Their approaches differ, however. Montebourg, a smooth talker who first made his mark as a lawyer distinguished by his boyish charm and rhetorical flair, has pursued the themes he first championed as minister of economic recovery during Hollande’s first two years in office. Although pro-European, he favors greater independence from German-imposed austerity, insisting on a certain “economic nationalism,” including stimulus spending to jump-start faster economic growth, government assistance of strategic industries, and assistance to workers displaced by globalization. Hamon, on the other hand, has emphasized concern for the environment even if it means slower growth. To cope with unemployment he proposes sharing the available work among a larger pool of workers.
Another candidate threw his hat into the ring after Hollande’s decision not to run. Vincent Peillon, also a former minister, had dropped out of politics for several years after leaving the government. Like Valls and unlike his other two main rivals, he defends Hollande’s legacy but emphasizes education rather than supply-side liberalization as the key to a better future.
The primary is not limited to Socialists. Officially known as the primary of the Belle Alliance Populaire, it is theoretically open to greens and candidates of the far left, and there are indeed a few less well-known challengers to the four leading candidates already mentioned. The primary, like most French elections, is a two-round affair, and while most polls give Valls, who is the best-known and most experienced of the candidates, the edge in round one, he remains some distance from a majority and could well lose in round two if the votes of all the challengers combine against him.

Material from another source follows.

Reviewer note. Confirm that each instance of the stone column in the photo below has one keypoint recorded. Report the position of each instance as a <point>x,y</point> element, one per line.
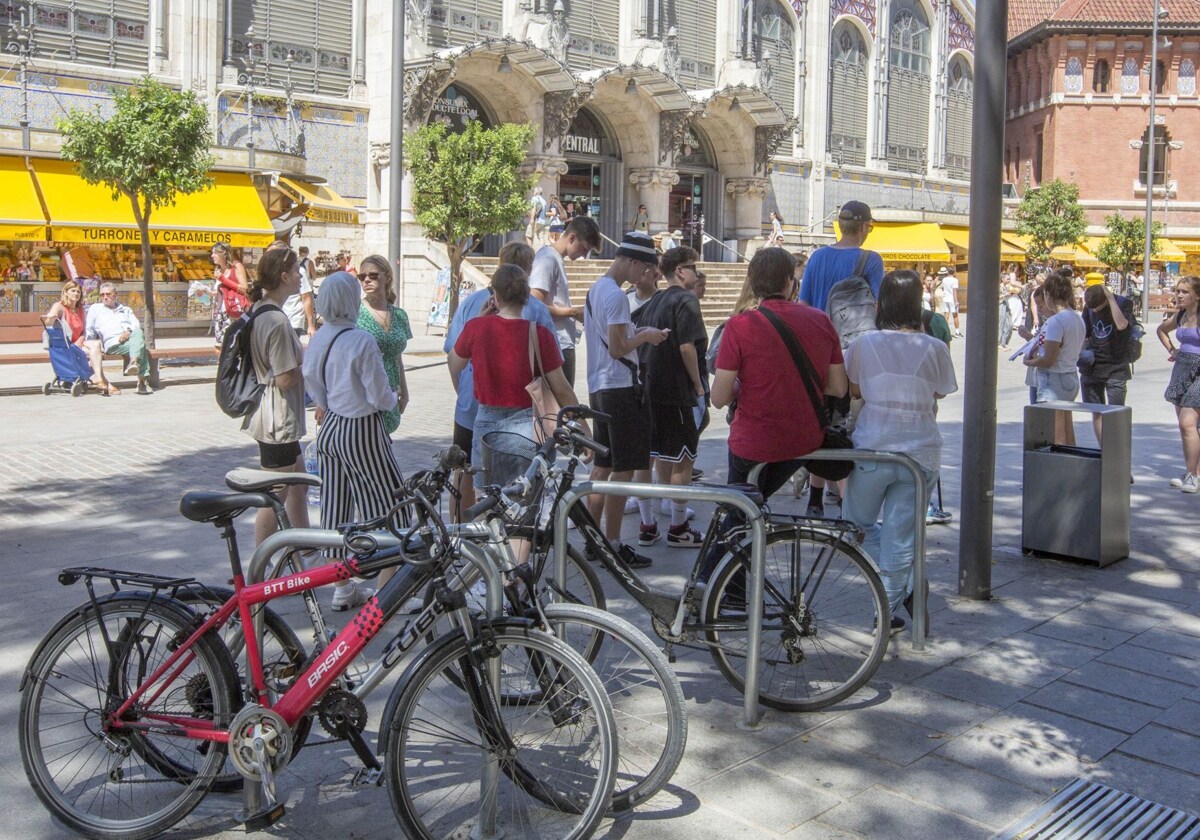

One very large question remains: Does any of this matter? The winner of this primary will not carry the banner of a united left into the general election. He will be only one of three candidates representing the broad left of the French political spectrum. Jean-Luc Mélenchon, a fiery orator who has lately discovered the virtues of YouTube as a medium for calmer conversations—veritable fireside chats—with a larger number of voters than he could ever reach on the stump, represents the far left, while the youngster Emmanuel Macron, yet another former minister seeking to fill the vacuum left by the evaporation of Hollande, fills what he hopes will prove to be a vast hole in the center. Macron is currently polling quite well, and there is even one poll that shows him with a chance of making it to the second round, but only if Montebourg is the winner of the Socialist primary.
Hence the chief significance of this primary exercise may be to determine the fate of Macron, the only challenger on the left currently given any chance of actually winning the presidency. Of course, it’s still very early in the race, several debates remain before the left primary takes place, and there is no reason to place much confidence in the polls, not only because polls everywhere have been mistaken this year but also because the fragmentation of the French party system has made it very difficult to predict what voters are likely to vote in the primary. Turnout is expected to be light, much lower than turnout in the primary of the right and center that elected Fillon. This augurs ill for the eventual winner, whose victory celebration may resemble a wake around the corpse of the Socialist Party built by François Mitterrand. If a left remains in France after this election, it will bear little resemblance to the party that still dreamed in 1981 of a “rupture with capitalism” by democratic means and a repair of the breach in the workers’ movement that opened when the French Section of the Workers’ International split from the Communists at Tours in 1920.